Ich schluckte laut. „Ich-... Sie-... Sie müssen sich nicht bei mir bedanken, Herr Masters. Ehrlich gesagt, alles, was ich getan habe, war, einen Epipen zu verabreichen.“

„Und dieser Epipen hat mein Leben gerettet. Hör auf, so bescheiden zu sein. Wie kann ich mich bei dir revanchieren?“ Zach machte einen weiteren Schritt auf mich zu.

Mein Herzschlag beschleunigte sich, und mein Mund wurde trocken. Warum reagierte ich so empfindlich auf Zach? Ich war eine starke, unabhängige Frau. Ich konnte nicht zulassen, dass ein Typ, den ich gerade erst kennengelernt hatte, mich innerlich schwach machte. Ich wusste es besser, als gutaussehenden, charmanten Männern zu erlauben, in mein Leben zu treten.

Ich machte einen Schritt zurück und schuf etwas Abstand zwischen Zach und mir. Zach hob eine Augenbraue bei meiner Bewegung, sagte aber nichts.

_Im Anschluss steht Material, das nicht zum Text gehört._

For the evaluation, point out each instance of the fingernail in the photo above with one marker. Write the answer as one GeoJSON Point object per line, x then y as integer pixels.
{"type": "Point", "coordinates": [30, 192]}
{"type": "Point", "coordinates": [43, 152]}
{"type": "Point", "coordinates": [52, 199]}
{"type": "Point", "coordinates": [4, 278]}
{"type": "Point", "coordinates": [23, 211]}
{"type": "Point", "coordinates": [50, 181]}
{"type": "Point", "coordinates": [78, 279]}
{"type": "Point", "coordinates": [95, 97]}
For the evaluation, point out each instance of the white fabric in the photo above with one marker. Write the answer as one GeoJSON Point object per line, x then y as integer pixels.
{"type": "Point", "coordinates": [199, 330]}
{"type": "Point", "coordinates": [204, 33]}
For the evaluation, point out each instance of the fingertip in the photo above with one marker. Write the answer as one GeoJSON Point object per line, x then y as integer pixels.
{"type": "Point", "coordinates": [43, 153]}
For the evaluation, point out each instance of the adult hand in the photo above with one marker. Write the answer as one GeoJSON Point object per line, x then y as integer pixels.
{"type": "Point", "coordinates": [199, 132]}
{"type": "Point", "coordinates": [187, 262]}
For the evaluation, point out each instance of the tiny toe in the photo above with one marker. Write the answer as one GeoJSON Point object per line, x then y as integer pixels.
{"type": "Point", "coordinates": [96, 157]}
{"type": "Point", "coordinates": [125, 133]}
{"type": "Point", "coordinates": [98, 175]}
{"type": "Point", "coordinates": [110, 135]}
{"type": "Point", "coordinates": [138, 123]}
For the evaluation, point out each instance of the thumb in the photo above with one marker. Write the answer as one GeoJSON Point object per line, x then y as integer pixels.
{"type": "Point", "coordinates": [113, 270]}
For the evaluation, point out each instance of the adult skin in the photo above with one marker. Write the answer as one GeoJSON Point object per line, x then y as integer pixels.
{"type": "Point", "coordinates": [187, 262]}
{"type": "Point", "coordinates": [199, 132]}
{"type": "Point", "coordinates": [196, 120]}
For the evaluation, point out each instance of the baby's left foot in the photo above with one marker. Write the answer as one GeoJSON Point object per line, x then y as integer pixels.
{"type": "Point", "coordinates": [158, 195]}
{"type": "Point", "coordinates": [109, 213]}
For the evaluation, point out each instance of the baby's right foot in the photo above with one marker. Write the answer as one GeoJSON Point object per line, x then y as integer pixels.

„In Ordnung. Dein Leben zu retten war Schicksal. Dass ich zur richtigen Zeit da war, war das Eingreifen des Schicksals. Also lassen wir es dabei. Du schuldest mir nichts. Ich bin einfach froh, dass es dir gut geht.“

Ein Gefühl huschte über Zachs Augen. Sein Gesichtsausdruck war schwer zu deuten.

Schicksal. Du hast recht. Das Schicksal hat eingegriffen.“ Zach flüsterte.

„Was?“ fragte ich verwirrt.

„Zach, willst du dich umziehen? Der Arzt hat gesagt, du kannst heute nach Hause gehen“, unterbrach uns Keiran.

Das Gefühl blieb auf Zachs Gesicht, seine glasigen Augen suchten meine. Er schien innerlich zerrissen zu sein, aber ich konnte nicht herausfinden, warum.

„Zach“, rief Keiran erneut.

Zach nickte, seine Augen ließen meine nicht los. „Ja, dieses Krankenhaushemd ist so unbequem.“

„Das glaube ich. Die Sanitäter haben letzte Nacht gute Arbeit geleistet, deine Kleidung zu zerstören.“ Keiran holte die Kleidung aus der Tasche, die er mitgebracht hatte.

„Es-... es waren nicht die Sanitäter. Ich habe Zachs Kleidung zerschnitten“, ich biss mir auf die Lippe, um ein Lachen zu unterdrücken, während ich auf meine Finger schaute. Ich konnte die Hitze in meinem Gesicht spüren.

„Wow, das ist eine Möglichkeit, einen Kerl aus seinen Klamotten zu bekommen“, lachte Keiran.

„Pass auf, Keiran. Sie hat nur versucht zu helfen“, knurrte Zach.

Keiran grinste und schüttelte den Kopf, als ob er einen Insider-Witz genoss.

„Es tut mir wirklich leid wegen deines Hemdes, Herr Masters. Ich verspreche, ich werde es ersetzen“, platzte ich schnell heraus.

„Vergiss das Hemd. Wie wirst du all die nackte Haut vergessen, die du gesehen hast?“ kicherte Keiran.

Meine Wangen fühlten sich heißer an als zuvor. Das war schlimmer, als dass Keiran mich heute Morgen in meinem Satin-Nachthemd gesehen hatte.

Komm schon, Stace, reiß dich zusammen. Du hast schon Hunderte von Menschen nackt gesehen, während du versucht hast, ihr Leben zu retten. Zach ist nicht anders.

„Ich habe nur versucht zu helfen. Ich werde niemandem erzählen, was ich gesehen habe. Ich verspreche es.“ Ich schaute auf meine Finger und versuchte, meine Verlegenheit zu verbergen.

Ein tiefes Knurren hallte durch den Raum. Ich schaute auf und sah, wie Zach Keiran anstarrte. Wenn Blicke töten könnten, wäre Keiran jetzt sechs Fuß unter der Erde.

LASS. SIE. IN. RUHE!“ zischte Zach.

Man konnte die Angst in Keirans Augen sehen, als er erkannte, dass Zach es ernst meinte.

„Hey Mann, ich habe nur gescherzt. Beruhige dich.“ Keiran hob die Hände, als Zeichen der Kapitulation.

Zachs Haltung änderte sich nicht. Sein angespannter Körper zitterte leicht.

„Zach, geht es dir gut? Du zitterst. Ist dir kalt?“ Unbewusst streckte ich die Hand aus, um seine Haut zu berühren.

„Scheiße, du bist heiß!“ schrie ich, sobald meine Hand seine Haut berührte.